Noah nickte ein paar Mal abgehackt, bevor er die Absolut-Flasche zurück in die Senkrechte brachte und den Deckel darauf schraubte. „J-jetzt Eis?"

„Mhm." Ich bewegte die Finger. Angenehm war etwas anderes.

„Ich beeile mich."

„In Ordnung."

Er huschte davon, ich hängte mich an seine Fersen, langsam. Die Boxershorts waren immer noch alles, was er am Leibe trug. Ich nahm es einfach als Gegebenheit hin, dass dieser Umstand mich beruhigte. Ein entspannter Paul war nämlich in der Regel einer, der sich nicht selbst in Schwierigkeiten brachte. Oder andere.

Im Gegensatz zu ihm blieb ich aber an der Schwelle ins Erdgeschoss stehen und schielte lediglich zum Flur hinab, der das kleine Verbindungsstück zwischen Küche und Wohnzimmer darstellte.

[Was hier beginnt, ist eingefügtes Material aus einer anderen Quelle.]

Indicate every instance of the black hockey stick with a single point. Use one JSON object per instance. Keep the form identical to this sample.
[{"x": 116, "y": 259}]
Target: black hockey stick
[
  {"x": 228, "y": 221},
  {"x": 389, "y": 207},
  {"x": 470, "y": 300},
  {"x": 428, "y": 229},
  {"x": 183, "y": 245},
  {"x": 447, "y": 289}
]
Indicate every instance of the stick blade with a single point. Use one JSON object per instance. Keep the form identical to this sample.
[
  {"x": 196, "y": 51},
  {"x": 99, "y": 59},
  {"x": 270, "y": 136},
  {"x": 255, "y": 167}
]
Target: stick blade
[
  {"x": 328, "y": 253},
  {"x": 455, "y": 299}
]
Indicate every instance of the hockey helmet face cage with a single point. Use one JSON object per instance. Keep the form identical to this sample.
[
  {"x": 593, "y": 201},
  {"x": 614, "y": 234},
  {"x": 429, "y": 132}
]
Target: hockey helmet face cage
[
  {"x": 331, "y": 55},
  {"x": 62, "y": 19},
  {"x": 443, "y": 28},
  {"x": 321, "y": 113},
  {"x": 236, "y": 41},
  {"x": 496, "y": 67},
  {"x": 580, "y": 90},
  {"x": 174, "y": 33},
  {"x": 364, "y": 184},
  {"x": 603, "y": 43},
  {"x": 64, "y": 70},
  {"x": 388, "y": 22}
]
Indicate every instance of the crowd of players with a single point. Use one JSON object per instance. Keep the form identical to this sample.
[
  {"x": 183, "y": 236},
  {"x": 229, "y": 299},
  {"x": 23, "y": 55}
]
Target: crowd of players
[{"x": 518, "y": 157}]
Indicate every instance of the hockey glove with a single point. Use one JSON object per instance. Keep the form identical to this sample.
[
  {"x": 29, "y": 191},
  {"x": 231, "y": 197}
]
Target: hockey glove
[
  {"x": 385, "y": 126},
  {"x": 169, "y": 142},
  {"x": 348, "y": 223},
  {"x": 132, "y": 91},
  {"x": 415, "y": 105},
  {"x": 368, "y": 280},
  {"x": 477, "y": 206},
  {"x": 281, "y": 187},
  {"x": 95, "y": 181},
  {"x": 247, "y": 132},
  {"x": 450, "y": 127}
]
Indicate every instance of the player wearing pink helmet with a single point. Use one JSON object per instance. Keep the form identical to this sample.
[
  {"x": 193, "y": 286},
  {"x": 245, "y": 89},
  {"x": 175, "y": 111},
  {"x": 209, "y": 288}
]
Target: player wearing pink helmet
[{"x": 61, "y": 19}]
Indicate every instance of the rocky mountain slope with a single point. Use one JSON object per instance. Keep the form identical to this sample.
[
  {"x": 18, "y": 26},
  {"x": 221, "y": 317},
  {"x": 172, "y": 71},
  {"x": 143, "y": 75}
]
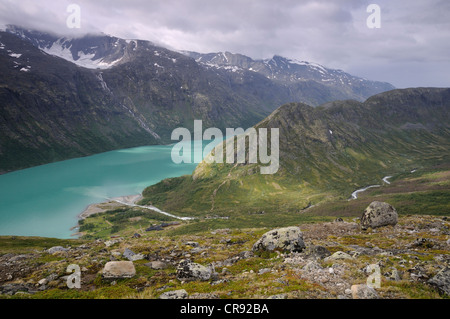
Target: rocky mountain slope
[
  {"x": 299, "y": 76},
  {"x": 336, "y": 260},
  {"x": 130, "y": 92},
  {"x": 324, "y": 152}
]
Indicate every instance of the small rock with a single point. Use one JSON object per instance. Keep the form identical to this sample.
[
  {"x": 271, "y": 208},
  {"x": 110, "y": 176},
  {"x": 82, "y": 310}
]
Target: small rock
[
  {"x": 264, "y": 270},
  {"x": 43, "y": 282},
  {"x": 119, "y": 269},
  {"x": 441, "y": 281},
  {"x": 339, "y": 255},
  {"x": 111, "y": 242},
  {"x": 288, "y": 239},
  {"x": 317, "y": 252},
  {"x": 130, "y": 255},
  {"x": 190, "y": 271},
  {"x": 175, "y": 294},
  {"x": 56, "y": 249},
  {"x": 312, "y": 266},
  {"x": 363, "y": 292},
  {"x": 191, "y": 243},
  {"x": 157, "y": 265},
  {"x": 279, "y": 296},
  {"x": 204, "y": 295},
  {"x": 378, "y": 214}
]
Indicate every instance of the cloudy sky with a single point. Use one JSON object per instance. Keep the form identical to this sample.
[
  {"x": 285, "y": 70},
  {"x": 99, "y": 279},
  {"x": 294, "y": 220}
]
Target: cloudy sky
[{"x": 410, "y": 49}]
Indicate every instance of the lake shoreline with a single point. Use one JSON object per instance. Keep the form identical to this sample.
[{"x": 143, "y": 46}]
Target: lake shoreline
[{"x": 109, "y": 204}]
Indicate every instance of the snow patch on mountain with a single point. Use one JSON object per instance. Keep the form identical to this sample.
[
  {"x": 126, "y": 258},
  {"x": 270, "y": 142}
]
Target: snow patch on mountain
[{"x": 60, "y": 49}]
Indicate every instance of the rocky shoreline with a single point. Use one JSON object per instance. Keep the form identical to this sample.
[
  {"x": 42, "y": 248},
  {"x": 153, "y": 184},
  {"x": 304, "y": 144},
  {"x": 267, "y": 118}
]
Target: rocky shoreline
[{"x": 317, "y": 260}]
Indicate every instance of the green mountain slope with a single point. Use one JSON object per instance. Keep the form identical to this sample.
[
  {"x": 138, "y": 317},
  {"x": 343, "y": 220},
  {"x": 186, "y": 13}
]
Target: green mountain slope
[
  {"x": 325, "y": 153},
  {"x": 69, "y": 97}
]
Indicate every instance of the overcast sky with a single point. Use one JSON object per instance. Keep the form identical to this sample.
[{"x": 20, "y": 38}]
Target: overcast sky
[{"x": 410, "y": 49}]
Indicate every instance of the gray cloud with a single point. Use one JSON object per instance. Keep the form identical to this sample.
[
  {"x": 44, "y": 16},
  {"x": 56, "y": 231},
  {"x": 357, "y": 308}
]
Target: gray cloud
[{"x": 410, "y": 49}]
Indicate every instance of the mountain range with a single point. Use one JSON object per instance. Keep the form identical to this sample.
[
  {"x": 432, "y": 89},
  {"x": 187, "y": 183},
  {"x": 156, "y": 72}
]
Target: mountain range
[
  {"x": 63, "y": 97},
  {"x": 325, "y": 153}
]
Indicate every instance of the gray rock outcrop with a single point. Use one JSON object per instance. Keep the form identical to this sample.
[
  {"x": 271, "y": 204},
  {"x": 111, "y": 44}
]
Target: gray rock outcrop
[
  {"x": 119, "y": 270},
  {"x": 288, "y": 239},
  {"x": 363, "y": 292},
  {"x": 175, "y": 294},
  {"x": 442, "y": 281},
  {"x": 190, "y": 271},
  {"x": 379, "y": 214}
]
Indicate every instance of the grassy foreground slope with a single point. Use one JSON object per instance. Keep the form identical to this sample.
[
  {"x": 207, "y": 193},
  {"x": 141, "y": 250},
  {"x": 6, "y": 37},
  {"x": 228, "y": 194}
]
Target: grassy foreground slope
[{"x": 326, "y": 153}]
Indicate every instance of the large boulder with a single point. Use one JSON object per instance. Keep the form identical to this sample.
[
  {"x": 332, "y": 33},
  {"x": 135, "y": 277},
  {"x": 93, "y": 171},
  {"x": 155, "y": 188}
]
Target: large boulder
[
  {"x": 442, "y": 281},
  {"x": 174, "y": 294},
  {"x": 363, "y": 292},
  {"x": 288, "y": 239},
  {"x": 119, "y": 270},
  {"x": 190, "y": 271},
  {"x": 132, "y": 256},
  {"x": 379, "y": 214}
]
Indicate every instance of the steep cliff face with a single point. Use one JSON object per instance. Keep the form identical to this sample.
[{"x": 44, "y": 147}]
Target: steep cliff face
[
  {"x": 67, "y": 97},
  {"x": 324, "y": 152}
]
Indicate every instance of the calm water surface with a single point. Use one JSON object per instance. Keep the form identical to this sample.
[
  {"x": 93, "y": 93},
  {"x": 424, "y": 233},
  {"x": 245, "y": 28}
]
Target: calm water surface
[{"x": 46, "y": 200}]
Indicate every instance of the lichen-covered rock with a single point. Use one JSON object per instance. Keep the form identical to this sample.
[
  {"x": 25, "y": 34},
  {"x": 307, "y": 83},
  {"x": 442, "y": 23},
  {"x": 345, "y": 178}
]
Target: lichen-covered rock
[
  {"x": 379, "y": 214},
  {"x": 119, "y": 269},
  {"x": 190, "y": 271},
  {"x": 56, "y": 249},
  {"x": 442, "y": 281},
  {"x": 363, "y": 292},
  {"x": 132, "y": 256},
  {"x": 288, "y": 239},
  {"x": 339, "y": 255},
  {"x": 317, "y": 252},
  {"x": 175, "y": 294}
]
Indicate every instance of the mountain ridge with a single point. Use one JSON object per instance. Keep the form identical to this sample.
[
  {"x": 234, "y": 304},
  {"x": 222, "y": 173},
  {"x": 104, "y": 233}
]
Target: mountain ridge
[
  {"x": 325, "y": 152},
  {"x": 137, "y": 96}
]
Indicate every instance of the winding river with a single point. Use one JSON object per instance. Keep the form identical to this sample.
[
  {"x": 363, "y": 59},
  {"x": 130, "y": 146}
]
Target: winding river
[{"x": 355, "y": 193}]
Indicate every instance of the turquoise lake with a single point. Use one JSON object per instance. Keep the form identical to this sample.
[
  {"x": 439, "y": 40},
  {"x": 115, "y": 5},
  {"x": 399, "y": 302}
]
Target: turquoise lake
[{"x": 46, "y": 200}]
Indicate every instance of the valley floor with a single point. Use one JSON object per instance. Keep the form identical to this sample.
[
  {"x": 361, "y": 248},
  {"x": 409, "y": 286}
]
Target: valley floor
[{"x": 408, "y": 256}]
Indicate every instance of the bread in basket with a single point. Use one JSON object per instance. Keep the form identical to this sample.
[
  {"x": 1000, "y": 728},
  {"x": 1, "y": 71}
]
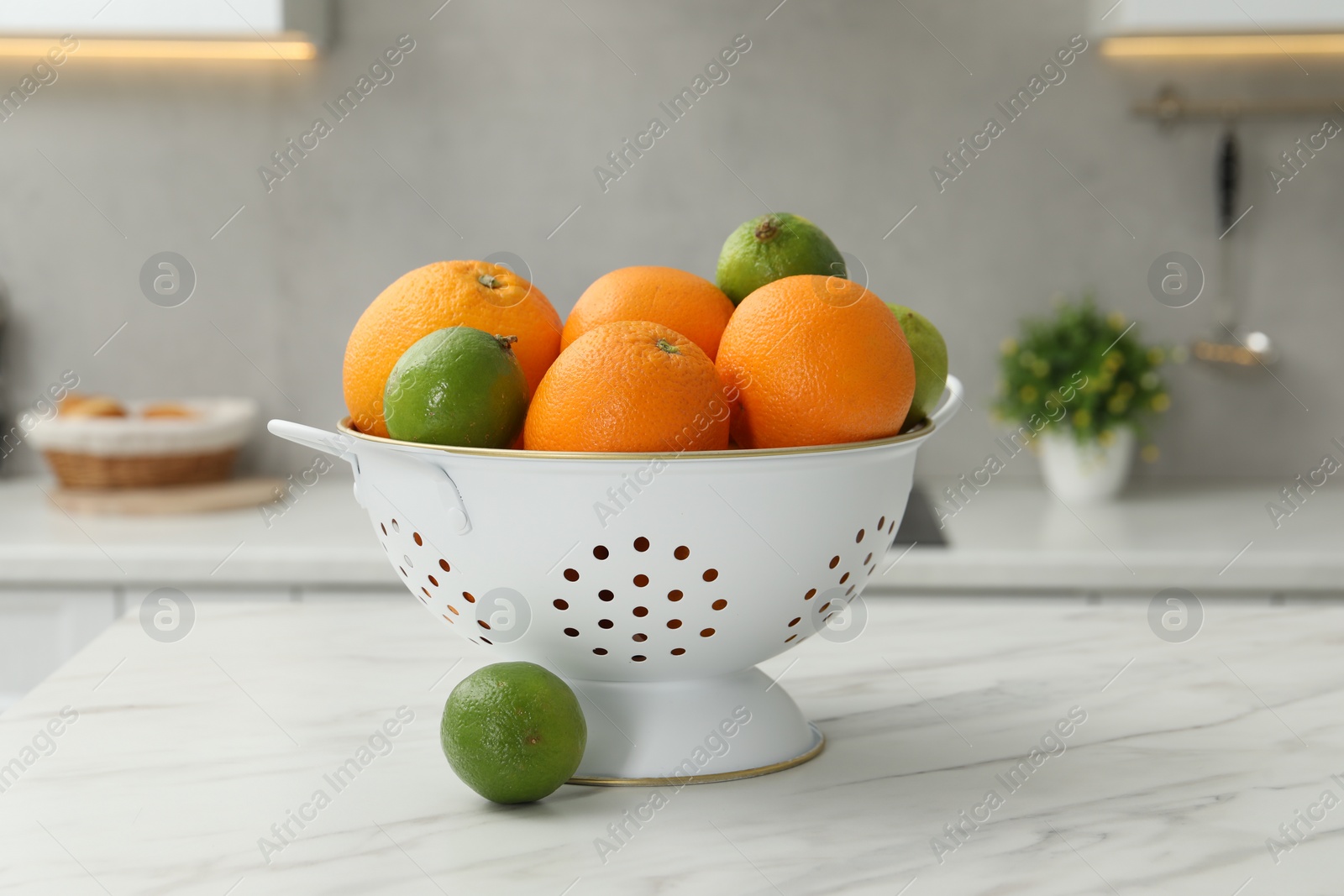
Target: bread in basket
[{"x": 152, "y": 443}]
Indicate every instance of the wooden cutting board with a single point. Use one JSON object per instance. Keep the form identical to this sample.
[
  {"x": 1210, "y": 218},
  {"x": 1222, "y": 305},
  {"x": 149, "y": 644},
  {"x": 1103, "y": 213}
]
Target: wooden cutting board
[{"x": 171, "y": 499}]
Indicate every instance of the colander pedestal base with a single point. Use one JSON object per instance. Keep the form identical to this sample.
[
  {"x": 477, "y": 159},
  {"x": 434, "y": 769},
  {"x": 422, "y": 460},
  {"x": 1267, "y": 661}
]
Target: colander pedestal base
[{"x": 721, "y": 728}]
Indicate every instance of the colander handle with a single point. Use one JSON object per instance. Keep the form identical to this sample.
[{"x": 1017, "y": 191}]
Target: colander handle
[
  {"x": 342, "y": 446},
  {"x": 951, "y": 402}
]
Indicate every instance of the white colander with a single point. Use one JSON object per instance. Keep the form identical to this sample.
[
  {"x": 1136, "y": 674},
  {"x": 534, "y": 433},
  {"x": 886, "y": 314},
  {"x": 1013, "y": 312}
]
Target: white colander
[{"x": 652, "y": 584}]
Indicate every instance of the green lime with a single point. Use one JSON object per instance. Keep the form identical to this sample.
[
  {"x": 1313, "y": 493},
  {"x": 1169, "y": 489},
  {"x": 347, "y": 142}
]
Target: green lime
[
  {"x": 514, "y": 732},
  {"x": 457, "y": 385},
  {"x": 931, "y": 355},
  {"x": 772, "y": 248}
]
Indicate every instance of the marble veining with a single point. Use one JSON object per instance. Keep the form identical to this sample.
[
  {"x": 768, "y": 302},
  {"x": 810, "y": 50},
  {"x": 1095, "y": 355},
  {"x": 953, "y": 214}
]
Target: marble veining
[{"x": 1193, "y": 755}]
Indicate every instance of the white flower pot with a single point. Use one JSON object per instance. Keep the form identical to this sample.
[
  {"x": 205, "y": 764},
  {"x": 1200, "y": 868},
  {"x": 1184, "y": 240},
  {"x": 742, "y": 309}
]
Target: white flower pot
[{"x": 1085, "y": 470}]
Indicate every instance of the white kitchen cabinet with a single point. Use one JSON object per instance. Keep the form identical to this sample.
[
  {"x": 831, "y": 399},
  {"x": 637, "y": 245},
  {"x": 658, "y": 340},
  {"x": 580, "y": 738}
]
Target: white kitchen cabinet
[{"x": 42, "y": 627}]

Er war erstaunlich schnell, ich konnte ihn schon nicht mehr sehen.

„Noah?"

Stille.

Mit den Fingern meiner unverletzten Hand krallten ich mich am Geländer fest. Aber noch bevor ich die Stäbe richtig anpacken konnte, erschien sein Schopf am unteren Treppenabsatz. Er hielt eine Kühlkompresse vor seiner Brust, schon halb eingewickelt in einem Geschirrtuch. Wusste der Geier, wie er herausgefunden hatte, wo Mama die lagerte. Den Kälteakku und die Tücher. „Ja?"

Ich löste meinen Griff ums Geländer wieder und fuhr mir durchs Haar. „Machst du mir einen Tee?"

„D-du magst süßen, oder? Früchtegeschmack?"

„Apfel-Dattel."

Sofort fuhr er herum und verduftete zum Wasserkocher. Zumindest stolperte er in die Richtung, in der das Ding stand.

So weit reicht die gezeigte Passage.